À la mort de son père, un grand acteur arménien, la documentariste Tamara Stepanyan décide de revisiter son passé afin d’en restituer la profondeur. On découvre alors que le cinéma arménien de l’ère soviétique est d’une grande richesse, à l’image de ce peuple arménien toujours très éprouvé. Mes fantômes arméniens résonnent alors comme des réminiscences indispensables, entre souvenirs personnels et héritage collectif d’un patrimoine cinématographique national.

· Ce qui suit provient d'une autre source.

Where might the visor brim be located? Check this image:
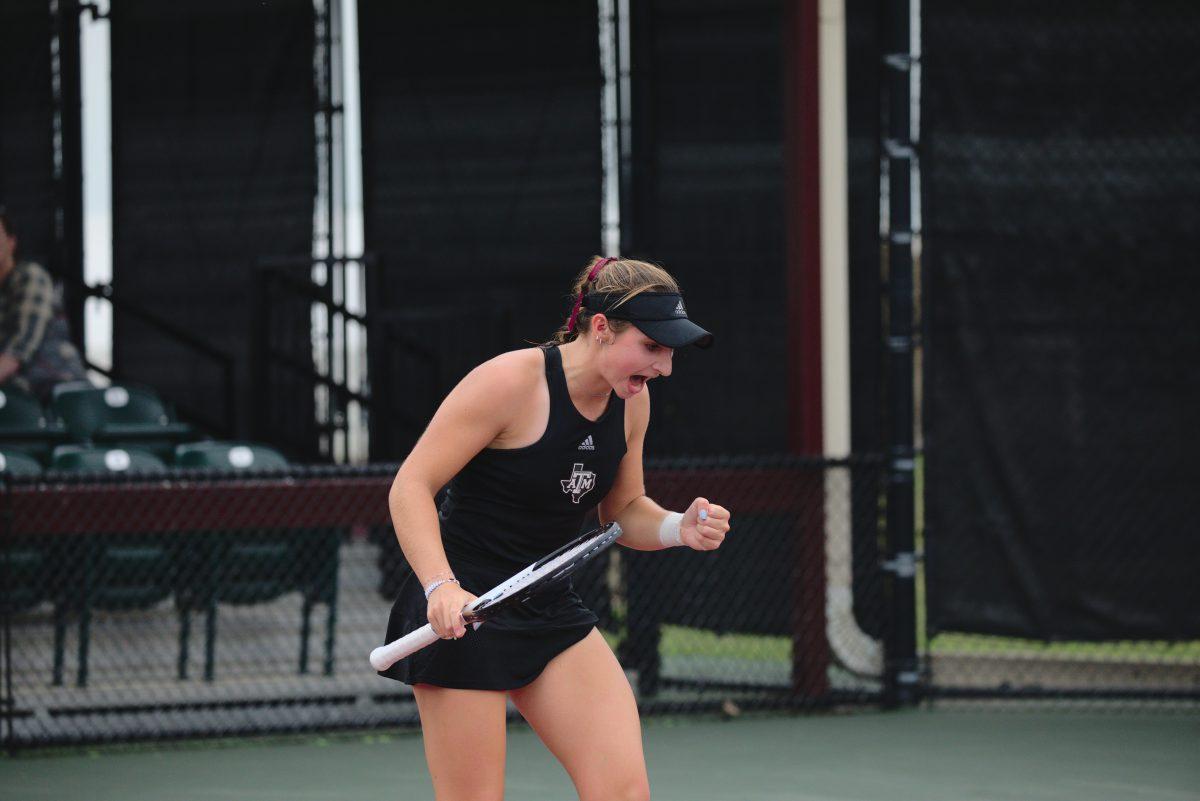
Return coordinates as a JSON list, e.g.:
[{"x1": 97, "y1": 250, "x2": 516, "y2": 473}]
[{"x1": 633, "y1": 318, "x2": 714, "y2": 349}]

« Après avoir perdu mon père il y a quatre ans, j’ai commencé à regarder des photos, des images de lui. C’était un acteur dans le cinéma arménien. Assez vite, j’ai compris que j’avais envie de continuer le dialogue avec lui. Je suis alors allée chercher des images de mon père, dans le cinéma soviétique arménien, auquel il appartient. Quand j’ai compris que je cherchais des images de mon père, qui était devenu un fantôme, j’ai rencontré d’autres fantômes. À partir de là, la petite histoire a rencontré la grande Histoire. Celle du cinéma soviétique arménien, qui a duré de 1924 à 1990. […] C’est un cinéma qui raconte que, malgré tout, les Arméniens arrivent à survivre. Bien sûr, dans certains films soviétiques, on ne parle que de l’idéologie soviétique. Mais malgré tout, c’est aussi un cinéma qui dit que malgré le génocide, malgré les guerres, malgré les catastrophes, les Arméniens se relèvent toujours. Quand j’ai commencé à travailler sur la voix off, j’ai commencé à écrire. En écrivant, j’ai essayé de parler, sans écrire, je fermais les yeux et je commençais à parler et à enregistrer ce que je disais. C’était une sorte d’adresse. À partir d’une transcription, j’améliorerais les textes, mais toujours, et surtout pendant l’enregistrement, j’imaginais mon père et je lui adressais la parole. »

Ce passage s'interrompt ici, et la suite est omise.